I've been on both sides of this issue, and it's never pretty. But yes, unless you set up a sole member organization, you are at the mercy of the Board. I believe a director who does not have the confidence of the Board should step aside, because the alternatives are lousy. If things are being done illegally, that is another story. But generally, yes, I agree with Don on this question.
"Industry best practices include term limits for board members for a reason."
Where might I find those "industry best practices" you cite? Because I think term limits for nonprofits are just a self-inflicted wound for most nonprofits. In my opinion, term limits are either excuses for bad governance (conflict avoidance) or pointless self-harm. That is, nonprofits either use term limits to weed out deadwood who should have been weeded out affirmatively a long time before, or they cause the lose of good, contributing folks who would like to continue board service.

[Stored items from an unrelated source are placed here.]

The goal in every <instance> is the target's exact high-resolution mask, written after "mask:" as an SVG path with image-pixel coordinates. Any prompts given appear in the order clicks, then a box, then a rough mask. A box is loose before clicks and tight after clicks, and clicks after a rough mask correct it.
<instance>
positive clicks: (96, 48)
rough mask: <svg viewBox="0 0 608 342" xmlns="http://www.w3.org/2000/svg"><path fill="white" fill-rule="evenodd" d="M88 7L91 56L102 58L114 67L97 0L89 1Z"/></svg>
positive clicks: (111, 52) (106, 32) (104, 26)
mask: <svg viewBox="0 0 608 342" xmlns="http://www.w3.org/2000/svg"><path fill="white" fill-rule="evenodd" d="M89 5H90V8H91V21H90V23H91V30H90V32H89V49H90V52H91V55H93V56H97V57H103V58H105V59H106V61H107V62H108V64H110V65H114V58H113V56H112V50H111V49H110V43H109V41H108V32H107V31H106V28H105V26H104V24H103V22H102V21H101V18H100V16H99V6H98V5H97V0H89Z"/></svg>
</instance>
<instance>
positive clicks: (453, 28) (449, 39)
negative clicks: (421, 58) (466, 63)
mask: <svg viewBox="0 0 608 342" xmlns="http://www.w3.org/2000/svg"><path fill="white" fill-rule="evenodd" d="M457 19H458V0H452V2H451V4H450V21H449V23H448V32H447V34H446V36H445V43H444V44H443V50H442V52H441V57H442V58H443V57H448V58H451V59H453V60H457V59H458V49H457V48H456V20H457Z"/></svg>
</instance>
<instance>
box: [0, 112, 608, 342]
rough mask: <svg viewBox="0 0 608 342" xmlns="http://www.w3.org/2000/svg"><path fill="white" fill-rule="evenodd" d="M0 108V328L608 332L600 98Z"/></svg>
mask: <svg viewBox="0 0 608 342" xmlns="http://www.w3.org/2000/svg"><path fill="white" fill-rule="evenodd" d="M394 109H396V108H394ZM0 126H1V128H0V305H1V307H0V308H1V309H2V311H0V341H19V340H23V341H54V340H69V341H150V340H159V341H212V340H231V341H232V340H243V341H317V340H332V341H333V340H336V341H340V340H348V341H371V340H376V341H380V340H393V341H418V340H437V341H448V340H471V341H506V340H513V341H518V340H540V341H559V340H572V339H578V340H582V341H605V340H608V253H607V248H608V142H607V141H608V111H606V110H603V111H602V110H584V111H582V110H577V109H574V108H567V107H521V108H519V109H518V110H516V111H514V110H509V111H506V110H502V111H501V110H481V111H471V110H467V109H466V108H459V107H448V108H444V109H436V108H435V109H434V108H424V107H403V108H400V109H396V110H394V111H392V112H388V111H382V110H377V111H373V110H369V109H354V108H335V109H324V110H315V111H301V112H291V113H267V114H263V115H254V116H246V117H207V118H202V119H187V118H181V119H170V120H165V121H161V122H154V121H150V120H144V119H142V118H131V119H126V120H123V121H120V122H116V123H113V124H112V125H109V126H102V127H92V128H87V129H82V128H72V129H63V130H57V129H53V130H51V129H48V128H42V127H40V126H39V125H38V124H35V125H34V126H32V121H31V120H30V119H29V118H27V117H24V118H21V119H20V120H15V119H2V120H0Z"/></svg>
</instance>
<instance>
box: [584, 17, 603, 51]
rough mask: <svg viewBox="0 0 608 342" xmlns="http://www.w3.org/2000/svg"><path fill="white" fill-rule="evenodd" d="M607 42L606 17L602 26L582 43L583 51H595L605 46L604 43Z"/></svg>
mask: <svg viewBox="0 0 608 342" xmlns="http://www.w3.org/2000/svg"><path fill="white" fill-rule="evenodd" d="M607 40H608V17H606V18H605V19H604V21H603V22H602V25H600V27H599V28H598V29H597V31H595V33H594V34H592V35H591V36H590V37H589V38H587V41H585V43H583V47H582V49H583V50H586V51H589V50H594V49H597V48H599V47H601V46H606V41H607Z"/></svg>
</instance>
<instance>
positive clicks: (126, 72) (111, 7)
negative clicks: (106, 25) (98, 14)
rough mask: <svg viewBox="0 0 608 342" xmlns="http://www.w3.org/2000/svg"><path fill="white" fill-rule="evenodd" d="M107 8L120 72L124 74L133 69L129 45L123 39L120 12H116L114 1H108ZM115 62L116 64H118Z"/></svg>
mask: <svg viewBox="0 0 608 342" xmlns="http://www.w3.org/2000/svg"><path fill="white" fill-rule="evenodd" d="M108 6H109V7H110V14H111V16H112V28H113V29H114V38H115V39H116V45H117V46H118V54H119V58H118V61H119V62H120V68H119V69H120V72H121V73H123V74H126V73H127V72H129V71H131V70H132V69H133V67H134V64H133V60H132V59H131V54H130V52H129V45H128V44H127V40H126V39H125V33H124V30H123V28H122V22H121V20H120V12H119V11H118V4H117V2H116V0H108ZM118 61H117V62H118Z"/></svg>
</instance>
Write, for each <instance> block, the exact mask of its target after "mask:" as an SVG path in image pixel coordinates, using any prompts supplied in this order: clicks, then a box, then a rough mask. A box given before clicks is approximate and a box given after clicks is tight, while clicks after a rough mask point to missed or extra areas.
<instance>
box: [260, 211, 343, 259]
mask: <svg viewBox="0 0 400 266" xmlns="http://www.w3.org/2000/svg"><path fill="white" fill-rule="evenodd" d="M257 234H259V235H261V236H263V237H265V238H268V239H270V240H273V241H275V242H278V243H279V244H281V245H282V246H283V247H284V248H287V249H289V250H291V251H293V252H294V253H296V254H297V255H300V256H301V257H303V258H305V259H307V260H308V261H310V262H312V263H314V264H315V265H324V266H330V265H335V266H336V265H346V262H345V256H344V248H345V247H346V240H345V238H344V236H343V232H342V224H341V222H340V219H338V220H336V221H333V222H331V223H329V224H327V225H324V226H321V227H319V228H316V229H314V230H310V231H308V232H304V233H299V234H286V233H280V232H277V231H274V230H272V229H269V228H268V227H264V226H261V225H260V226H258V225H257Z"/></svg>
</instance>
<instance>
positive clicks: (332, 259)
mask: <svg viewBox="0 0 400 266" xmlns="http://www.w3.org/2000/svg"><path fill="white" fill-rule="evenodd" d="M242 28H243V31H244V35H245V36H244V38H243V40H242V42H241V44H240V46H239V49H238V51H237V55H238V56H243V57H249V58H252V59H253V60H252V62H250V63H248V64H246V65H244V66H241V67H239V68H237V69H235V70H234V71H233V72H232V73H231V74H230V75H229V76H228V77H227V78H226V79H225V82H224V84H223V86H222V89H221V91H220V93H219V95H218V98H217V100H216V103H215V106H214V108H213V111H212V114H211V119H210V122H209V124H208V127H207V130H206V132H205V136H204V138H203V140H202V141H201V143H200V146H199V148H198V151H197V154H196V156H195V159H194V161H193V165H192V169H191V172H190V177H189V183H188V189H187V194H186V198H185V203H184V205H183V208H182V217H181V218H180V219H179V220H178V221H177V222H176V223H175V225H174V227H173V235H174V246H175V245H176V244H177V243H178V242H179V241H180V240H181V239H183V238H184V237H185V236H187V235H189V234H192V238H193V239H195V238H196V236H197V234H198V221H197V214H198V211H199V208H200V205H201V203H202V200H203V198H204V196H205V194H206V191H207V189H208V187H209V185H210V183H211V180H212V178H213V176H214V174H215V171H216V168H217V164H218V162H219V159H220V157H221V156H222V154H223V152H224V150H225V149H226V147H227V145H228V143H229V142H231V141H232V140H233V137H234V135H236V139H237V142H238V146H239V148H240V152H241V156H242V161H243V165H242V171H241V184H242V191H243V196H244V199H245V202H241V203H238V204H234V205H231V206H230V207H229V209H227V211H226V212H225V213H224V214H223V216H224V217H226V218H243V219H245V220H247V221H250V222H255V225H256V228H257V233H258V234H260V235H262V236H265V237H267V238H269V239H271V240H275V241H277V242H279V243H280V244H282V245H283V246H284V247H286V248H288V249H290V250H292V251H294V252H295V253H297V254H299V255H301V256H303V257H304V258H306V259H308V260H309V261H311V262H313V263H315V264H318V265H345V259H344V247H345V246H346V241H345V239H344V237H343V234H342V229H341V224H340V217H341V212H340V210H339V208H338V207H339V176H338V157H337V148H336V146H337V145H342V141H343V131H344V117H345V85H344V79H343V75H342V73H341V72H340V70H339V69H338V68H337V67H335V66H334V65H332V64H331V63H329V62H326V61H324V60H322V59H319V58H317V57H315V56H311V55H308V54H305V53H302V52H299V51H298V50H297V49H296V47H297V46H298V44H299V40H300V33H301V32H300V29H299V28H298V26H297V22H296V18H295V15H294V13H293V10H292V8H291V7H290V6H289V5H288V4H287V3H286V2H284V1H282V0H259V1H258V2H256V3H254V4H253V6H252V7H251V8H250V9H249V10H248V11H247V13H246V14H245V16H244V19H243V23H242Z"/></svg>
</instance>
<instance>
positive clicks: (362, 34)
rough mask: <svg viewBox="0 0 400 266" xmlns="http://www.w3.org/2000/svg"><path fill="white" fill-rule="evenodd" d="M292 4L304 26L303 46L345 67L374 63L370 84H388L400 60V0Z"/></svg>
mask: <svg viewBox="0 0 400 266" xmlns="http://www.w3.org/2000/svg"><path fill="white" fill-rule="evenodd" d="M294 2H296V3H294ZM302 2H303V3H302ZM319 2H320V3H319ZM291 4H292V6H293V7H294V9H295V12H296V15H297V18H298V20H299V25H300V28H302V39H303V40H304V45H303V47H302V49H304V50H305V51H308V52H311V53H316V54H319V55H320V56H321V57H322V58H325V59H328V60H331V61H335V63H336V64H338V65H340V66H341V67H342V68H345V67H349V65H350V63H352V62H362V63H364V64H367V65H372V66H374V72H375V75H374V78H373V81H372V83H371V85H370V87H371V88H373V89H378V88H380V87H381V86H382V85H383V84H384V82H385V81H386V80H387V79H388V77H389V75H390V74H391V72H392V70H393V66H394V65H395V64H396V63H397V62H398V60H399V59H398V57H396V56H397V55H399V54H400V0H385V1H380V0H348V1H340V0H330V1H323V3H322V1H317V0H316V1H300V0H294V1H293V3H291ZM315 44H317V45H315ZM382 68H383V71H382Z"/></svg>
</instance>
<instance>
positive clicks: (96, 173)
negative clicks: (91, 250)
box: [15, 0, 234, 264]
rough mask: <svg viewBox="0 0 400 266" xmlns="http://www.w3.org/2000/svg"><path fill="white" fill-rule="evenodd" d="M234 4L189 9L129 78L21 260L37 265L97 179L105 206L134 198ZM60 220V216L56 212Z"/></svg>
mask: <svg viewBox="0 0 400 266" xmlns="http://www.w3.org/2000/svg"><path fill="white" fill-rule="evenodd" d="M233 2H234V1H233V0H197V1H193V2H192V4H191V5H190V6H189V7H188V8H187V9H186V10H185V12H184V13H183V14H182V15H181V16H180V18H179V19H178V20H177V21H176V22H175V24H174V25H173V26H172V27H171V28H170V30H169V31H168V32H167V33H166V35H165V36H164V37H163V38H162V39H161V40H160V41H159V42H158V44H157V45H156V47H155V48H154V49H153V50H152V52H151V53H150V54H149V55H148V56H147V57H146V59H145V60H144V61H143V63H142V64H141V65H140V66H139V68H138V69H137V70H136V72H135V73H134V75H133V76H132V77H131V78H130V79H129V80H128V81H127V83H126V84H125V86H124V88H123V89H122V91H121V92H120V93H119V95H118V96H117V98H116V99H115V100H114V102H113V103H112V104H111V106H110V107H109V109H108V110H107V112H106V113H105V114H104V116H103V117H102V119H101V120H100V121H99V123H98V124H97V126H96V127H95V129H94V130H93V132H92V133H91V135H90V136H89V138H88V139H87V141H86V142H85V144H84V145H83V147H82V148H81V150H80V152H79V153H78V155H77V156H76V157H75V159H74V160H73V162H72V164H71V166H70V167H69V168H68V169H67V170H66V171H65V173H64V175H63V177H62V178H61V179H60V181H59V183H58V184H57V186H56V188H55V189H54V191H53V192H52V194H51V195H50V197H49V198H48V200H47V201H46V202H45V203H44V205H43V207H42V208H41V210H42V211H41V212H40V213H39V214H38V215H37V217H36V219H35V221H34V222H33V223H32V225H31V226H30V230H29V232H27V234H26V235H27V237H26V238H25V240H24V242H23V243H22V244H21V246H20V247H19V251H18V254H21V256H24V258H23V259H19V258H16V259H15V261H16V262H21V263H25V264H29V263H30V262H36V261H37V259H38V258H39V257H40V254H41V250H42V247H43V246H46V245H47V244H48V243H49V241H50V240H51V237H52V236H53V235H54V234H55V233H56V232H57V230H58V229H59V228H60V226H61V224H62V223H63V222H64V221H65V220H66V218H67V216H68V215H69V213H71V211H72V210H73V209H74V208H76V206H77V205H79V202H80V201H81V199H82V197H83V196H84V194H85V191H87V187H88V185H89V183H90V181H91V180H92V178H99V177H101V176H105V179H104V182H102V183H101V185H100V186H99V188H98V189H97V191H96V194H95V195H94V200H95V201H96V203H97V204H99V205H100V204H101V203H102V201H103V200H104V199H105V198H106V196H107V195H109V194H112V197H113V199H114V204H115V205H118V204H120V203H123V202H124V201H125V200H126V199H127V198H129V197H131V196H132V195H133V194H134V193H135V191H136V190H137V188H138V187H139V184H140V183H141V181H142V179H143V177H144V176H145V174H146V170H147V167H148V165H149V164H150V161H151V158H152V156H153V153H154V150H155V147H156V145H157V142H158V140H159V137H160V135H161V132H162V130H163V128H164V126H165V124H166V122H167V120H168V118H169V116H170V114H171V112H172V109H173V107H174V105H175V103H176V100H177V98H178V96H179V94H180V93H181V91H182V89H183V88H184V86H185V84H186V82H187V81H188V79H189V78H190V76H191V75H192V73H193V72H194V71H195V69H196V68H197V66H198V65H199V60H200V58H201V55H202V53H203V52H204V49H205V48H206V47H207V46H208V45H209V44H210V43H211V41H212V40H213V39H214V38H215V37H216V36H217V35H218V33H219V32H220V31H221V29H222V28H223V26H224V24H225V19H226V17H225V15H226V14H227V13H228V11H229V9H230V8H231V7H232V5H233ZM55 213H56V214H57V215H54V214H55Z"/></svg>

The appropriate term limit for apathetic or poorly suited directors is immediately if not sooner. The appropriate term limit for a contributing director who pays attention and makes the board stronger is death if you can persuade them to stay on that long. There are always enough of the former to provide for regular turnover on the board such that the few long-timers are not a problem.
(And, yes, I have seen low performing nonprofits where ALL the directors are subpar -- they tend to have term limits in their bylaws, because bad drives out good in nonprofit boards just as in money. The term limits don't help in the least -- I'd say they make things worse.)